The Financial Select Sector SPDR (NYSEArca: XLF), the largest U.S. sector ETF, is up 1% since last Friday when Wells Fargo delivered its quarterly earnings report. California-based Wells Fargo is XLF’s largest at 8.7% of the $18.4 billion ETF’s weight.

Over the past six months, XLF is up 4.4%, showing a significant divergence from the SPDR S&P Bank ETF (NYSEArca: KBE). KBE is lower by 1.6% over that period. [Bank ETFs look to Bounce Back]

“Bank stocks, unlike those of insurance companies, asset managers and specialty finance companies, have made little net progress all year,” writes Michael Kahn for Barron’s. “While the path to mediocrity was paved with volatility, the bank ETF is trading where it was in January. Compare this to the Standard & Poor’s 500, which is up close to 8% year-to-date.”

That sentiment underscores important differences between XLF and KBE. Although XLF is often portrayed as a “bank ETF,” the truth is less than 37% of the fund’s weight is allocated to bank stocks. Insurance providers, real estate investment trusts, capital markets firms and diversified financial companies all receive double-digit allocations within the ETF. In fact, only half of XLF’s top-10 holdings have money center banking operations.

The $2.5 billion KBE allocates nearly three-quarters of its weigh to regional banks with scant exposure to asset exposure and no exposure to insurance providers and REITs.

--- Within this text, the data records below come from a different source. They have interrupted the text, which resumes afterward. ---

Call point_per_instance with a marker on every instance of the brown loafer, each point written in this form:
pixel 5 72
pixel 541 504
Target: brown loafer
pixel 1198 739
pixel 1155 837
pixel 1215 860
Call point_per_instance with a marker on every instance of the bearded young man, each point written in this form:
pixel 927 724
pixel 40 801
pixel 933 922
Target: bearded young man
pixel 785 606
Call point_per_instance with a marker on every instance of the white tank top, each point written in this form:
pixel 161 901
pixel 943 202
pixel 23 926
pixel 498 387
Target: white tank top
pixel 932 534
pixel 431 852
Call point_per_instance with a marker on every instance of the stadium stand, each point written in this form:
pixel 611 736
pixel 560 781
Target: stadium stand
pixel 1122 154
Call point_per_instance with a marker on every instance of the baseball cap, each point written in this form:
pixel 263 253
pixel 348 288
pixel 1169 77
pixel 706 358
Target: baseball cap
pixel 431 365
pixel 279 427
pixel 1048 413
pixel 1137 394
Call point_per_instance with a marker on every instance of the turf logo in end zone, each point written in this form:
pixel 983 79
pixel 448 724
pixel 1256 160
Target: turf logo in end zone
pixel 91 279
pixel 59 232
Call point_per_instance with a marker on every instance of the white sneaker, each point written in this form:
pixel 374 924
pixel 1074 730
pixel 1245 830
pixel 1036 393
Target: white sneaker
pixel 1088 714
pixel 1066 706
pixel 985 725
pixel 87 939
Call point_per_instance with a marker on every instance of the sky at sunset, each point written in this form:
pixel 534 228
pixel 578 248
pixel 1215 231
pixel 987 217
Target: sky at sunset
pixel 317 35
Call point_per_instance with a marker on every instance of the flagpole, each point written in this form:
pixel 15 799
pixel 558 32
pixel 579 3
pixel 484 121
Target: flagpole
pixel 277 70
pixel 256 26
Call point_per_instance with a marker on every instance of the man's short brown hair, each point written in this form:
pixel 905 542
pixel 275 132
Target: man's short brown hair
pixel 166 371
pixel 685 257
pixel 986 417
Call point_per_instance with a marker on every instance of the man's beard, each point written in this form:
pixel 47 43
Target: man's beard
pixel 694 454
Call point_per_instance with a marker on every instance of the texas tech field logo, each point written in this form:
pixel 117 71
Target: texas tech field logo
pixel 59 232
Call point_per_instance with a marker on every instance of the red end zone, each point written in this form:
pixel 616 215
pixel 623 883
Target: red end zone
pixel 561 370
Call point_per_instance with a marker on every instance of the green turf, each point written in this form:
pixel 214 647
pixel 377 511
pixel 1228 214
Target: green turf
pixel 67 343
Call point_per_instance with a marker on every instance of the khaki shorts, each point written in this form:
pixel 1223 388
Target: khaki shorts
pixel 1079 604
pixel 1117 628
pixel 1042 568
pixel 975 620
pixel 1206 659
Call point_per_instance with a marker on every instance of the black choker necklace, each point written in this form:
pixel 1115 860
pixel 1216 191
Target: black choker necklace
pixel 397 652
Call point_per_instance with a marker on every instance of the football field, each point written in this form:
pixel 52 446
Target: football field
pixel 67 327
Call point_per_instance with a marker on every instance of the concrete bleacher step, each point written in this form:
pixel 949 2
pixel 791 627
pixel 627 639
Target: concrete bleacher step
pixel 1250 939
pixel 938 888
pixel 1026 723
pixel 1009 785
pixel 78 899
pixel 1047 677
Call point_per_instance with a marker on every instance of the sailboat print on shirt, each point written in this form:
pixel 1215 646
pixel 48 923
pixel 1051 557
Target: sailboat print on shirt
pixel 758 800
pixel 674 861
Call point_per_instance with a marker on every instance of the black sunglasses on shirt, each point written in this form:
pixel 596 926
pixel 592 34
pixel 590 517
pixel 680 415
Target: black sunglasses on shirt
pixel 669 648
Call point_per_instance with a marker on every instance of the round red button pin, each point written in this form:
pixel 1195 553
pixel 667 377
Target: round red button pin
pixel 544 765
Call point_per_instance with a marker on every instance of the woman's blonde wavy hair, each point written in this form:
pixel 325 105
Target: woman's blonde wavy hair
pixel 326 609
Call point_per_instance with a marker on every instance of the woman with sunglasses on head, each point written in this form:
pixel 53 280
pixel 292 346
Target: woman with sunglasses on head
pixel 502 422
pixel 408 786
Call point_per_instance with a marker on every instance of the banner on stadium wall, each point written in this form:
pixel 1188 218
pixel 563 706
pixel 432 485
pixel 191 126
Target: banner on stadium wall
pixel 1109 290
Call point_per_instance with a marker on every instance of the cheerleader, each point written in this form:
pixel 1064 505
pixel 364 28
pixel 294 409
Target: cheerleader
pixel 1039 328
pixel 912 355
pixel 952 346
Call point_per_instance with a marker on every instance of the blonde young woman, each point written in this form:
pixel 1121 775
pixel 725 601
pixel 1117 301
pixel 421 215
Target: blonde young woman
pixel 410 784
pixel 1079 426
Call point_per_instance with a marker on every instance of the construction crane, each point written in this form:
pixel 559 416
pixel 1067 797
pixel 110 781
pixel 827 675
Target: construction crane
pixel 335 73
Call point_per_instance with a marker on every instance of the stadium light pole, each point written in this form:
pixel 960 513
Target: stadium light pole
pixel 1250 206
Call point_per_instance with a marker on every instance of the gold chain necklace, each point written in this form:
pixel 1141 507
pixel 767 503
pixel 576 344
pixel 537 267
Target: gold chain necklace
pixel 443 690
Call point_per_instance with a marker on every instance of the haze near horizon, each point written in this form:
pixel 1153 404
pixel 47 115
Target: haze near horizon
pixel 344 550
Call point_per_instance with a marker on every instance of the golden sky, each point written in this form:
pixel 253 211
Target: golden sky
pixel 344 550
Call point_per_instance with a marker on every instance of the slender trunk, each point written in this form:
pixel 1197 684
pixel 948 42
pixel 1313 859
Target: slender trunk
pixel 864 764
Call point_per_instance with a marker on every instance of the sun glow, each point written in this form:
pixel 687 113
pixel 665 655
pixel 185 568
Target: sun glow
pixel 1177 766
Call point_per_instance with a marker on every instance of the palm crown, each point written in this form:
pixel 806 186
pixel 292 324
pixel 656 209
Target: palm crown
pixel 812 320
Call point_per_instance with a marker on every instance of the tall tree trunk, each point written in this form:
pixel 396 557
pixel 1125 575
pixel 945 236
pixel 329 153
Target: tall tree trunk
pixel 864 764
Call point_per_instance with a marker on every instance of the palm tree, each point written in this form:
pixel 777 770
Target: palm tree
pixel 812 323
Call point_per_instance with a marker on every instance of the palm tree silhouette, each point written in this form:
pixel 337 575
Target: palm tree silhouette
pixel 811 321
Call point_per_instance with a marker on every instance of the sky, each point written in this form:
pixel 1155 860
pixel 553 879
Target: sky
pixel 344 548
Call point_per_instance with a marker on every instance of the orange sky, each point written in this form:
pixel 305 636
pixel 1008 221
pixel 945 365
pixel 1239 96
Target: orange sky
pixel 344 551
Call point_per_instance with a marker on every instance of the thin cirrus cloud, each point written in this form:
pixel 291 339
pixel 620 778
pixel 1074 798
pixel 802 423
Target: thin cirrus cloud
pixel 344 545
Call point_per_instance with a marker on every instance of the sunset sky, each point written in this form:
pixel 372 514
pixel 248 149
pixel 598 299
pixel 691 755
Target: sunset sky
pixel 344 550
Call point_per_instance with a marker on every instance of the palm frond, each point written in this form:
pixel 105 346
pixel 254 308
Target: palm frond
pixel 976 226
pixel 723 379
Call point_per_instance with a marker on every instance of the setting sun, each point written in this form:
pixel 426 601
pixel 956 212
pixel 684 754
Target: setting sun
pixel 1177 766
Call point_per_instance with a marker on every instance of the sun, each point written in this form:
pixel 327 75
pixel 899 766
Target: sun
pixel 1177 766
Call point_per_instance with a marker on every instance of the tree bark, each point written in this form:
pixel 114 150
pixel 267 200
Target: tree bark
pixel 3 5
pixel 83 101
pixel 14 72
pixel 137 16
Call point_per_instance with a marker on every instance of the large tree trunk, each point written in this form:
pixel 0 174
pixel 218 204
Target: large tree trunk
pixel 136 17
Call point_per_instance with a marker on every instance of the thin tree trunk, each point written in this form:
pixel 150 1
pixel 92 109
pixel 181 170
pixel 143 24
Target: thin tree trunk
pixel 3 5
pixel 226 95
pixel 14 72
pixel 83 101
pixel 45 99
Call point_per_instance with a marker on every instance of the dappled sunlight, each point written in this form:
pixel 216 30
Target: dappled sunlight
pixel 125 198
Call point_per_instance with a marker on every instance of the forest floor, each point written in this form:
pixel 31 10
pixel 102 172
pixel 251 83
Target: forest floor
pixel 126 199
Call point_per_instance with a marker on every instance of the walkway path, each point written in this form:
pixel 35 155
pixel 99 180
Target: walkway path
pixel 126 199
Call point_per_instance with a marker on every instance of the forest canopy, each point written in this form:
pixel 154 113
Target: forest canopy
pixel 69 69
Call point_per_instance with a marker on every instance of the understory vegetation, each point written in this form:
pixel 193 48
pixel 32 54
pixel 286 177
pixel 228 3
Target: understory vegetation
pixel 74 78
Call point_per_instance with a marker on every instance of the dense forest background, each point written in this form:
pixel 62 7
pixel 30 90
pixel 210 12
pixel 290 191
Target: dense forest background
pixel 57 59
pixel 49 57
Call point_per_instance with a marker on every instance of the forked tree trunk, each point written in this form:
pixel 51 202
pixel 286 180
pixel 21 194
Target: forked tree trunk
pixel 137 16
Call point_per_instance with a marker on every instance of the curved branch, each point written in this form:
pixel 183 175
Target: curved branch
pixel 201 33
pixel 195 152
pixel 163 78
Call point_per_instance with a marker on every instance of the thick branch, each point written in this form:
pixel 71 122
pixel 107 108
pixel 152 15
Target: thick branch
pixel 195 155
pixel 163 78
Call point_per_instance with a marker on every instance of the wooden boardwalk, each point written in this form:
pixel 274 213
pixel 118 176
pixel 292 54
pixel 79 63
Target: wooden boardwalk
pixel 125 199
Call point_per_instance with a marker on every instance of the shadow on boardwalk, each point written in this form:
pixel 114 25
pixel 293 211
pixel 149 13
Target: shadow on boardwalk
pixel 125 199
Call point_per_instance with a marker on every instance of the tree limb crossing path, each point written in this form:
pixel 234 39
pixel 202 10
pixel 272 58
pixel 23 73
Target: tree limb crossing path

That lineup explains why KBE has lagged XLF so severely this year. Regional banks have been hurt by declining Treasury yields, but those lower yields have been a boon for REITs and REIT ETFs. [Bank ETFs Wait on Higher Interest Rates]

As Kahn notes, the divergence between the two ETF is not necessarily bad news, but KBE’s startling lag relative to XLF is concerning.

“If we define a bull market on its simplest level as a series of higher highs and higher lows then the bank ETF is clearly not in one. Its long term chart shows a flat pattern, with not only the failure to make a new high this month but also a low in May below the one in set February,” according to Barron’s.

Investors have been devoted to XLF, pouring $552 million into the ETF this year while KBE has seen modest outflows.